Questa premessa è d’obbligo allorché si tenti di
esprimere un giudizio serio sul Che. Si parta dunque dalla constatazione dell’universalità
del suo mito (e di universalità è bene parlare, poiché – non tutti lo sanno –
il Comandante è un’icona anche di alcune frange della destra militante), per
riconoscere che c’è del buono nell’immagine di un uomo pronto a tutto pur di raggiungere
un obiettivo. Poi si giudichi quest’obiettivo: frutto – d’accordo – di un’ingenuità
alla Don Chisciotte (e che dire allora di Garibaldi, o di Mazzini? Altri miti
da buttare?), ma l’emancipazione – dal basso, cioè per volontà del popolo
oppresso – del Terzo Mondo non è certo un progetto da censurare. Quindi si
valutino le conseguenze delle sue azioni: e qui si può essere critici, giacché
Guevara, nel caso di Cuba, contribuì ad instaurare un regime equiparabile a
quelli contro i quali combatté per tutta la vita. Ma va anche detto che un
conto è Castro («Il potere non mi interessa. Dopo la vittoria voglio tornare
nel mio paese e riprendere il mio lavoro di avvocato», aveva detto nel 1957.

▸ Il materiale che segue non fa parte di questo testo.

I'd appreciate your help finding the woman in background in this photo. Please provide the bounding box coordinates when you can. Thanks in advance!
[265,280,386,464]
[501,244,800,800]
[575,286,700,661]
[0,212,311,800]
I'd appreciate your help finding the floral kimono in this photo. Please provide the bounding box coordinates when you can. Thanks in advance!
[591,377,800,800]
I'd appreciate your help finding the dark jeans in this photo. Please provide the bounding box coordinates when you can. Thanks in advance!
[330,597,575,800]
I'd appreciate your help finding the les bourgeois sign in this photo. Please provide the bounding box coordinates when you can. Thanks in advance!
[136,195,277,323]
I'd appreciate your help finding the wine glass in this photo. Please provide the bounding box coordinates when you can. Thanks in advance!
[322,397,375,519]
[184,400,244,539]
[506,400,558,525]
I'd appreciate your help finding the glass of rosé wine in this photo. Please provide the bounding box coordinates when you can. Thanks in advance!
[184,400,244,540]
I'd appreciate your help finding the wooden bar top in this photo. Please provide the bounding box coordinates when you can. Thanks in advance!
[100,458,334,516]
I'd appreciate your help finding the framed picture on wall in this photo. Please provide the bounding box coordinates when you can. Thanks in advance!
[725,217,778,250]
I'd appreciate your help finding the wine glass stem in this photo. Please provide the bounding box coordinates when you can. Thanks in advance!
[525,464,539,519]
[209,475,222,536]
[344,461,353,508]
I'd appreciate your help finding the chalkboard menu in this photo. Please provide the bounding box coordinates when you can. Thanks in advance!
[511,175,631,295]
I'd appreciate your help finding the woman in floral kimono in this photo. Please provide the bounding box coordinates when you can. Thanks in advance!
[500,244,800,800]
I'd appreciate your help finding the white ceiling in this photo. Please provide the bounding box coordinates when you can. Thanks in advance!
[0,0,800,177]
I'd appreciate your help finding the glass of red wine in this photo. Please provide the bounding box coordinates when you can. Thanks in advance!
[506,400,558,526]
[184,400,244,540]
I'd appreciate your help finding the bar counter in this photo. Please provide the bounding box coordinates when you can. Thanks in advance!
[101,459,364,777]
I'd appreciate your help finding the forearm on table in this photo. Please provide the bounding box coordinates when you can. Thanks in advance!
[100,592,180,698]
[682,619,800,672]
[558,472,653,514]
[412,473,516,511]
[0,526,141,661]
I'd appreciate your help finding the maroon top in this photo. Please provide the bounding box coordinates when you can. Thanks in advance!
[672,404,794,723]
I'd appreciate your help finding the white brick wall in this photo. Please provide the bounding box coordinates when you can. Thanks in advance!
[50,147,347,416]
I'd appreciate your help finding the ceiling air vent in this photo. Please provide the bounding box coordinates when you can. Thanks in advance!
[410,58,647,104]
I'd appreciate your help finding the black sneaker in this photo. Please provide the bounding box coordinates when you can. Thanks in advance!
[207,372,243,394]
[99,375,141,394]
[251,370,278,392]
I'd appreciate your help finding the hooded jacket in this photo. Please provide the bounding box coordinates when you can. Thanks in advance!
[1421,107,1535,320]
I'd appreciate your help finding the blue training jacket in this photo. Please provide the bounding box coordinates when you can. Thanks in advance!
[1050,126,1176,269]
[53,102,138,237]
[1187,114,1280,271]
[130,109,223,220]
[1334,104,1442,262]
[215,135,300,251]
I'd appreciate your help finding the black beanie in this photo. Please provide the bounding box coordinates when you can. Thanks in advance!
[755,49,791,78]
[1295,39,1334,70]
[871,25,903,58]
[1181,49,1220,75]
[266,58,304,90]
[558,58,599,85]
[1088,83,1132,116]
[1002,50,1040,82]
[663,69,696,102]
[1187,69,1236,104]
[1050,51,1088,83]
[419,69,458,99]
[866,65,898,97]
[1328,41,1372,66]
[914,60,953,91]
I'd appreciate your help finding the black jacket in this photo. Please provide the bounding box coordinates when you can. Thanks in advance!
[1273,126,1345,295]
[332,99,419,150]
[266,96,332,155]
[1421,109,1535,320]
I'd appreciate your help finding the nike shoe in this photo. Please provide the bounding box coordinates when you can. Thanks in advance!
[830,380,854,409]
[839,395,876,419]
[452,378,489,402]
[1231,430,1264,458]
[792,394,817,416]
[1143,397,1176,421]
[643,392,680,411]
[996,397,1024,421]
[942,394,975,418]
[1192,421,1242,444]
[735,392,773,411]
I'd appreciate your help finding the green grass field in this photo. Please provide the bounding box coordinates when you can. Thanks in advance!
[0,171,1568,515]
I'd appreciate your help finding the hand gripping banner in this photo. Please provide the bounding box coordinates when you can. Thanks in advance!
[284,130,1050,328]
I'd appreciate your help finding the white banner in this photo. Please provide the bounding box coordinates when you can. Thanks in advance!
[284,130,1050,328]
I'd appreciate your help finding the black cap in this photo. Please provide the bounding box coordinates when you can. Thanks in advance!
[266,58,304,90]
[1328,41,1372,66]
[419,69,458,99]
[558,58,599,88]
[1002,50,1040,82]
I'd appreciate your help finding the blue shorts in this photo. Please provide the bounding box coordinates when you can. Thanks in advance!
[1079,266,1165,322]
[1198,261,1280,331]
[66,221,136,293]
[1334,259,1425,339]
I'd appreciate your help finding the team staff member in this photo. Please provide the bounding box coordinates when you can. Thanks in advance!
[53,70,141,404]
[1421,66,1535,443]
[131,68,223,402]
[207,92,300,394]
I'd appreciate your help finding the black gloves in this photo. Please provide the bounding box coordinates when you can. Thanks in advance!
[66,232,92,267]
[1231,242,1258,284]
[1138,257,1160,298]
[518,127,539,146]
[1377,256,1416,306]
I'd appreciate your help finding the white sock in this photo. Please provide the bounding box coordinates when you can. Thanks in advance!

Chiara la differenza?), diverso è il caso del Che. Infine, messo da parte
Guevara, si considerino gli ideali dei guevariani. Ed è qui che è possibile
affondare il colpo più duro. Per molti sessantottini il Che fu sinonimo di
ribellione fine a se stessa. Ribellione opportunistica, disgiunta da ogni forma
di sacrificio o di merito; e rifiuto di ogni regola, perché tutto ciò che era
proibito era fascista. Come ha scritto Marcello Veneziani, il Sessantotto di
chi inneggiava al Comandante «produsse nel tempo un cambiamento nella sinistra,
passata da una versione proletaria, classista, fortemente imperniata sulla
giustizia sociale, ad una sinistra radical-borghese, imperniata sulla
liberazione e sui diritti civili, che non difende gli oppressi ma libera i
repressi». E oggi? Oggi il mondo occidentale somiglia molto ad un paese dei
balocchi per ipocriti. Guevara spopola su cappellini e magliette, ma guai a
parlare di sacrificio, di rispetto delle regole, di studio, di punizioni. Chissà
cosa penserebbe il Che – lui che, per dare il buon esempio, si metteva
pazientemente in fila alla mensa del ministero con in mano una scodella d’alluminio
– dei guevariani del Duemila che la fila, perché no con un bel paio di Nike ai
piedi, la fanno volentieri per accaparrarsi l’ultima versione dell’iPhone!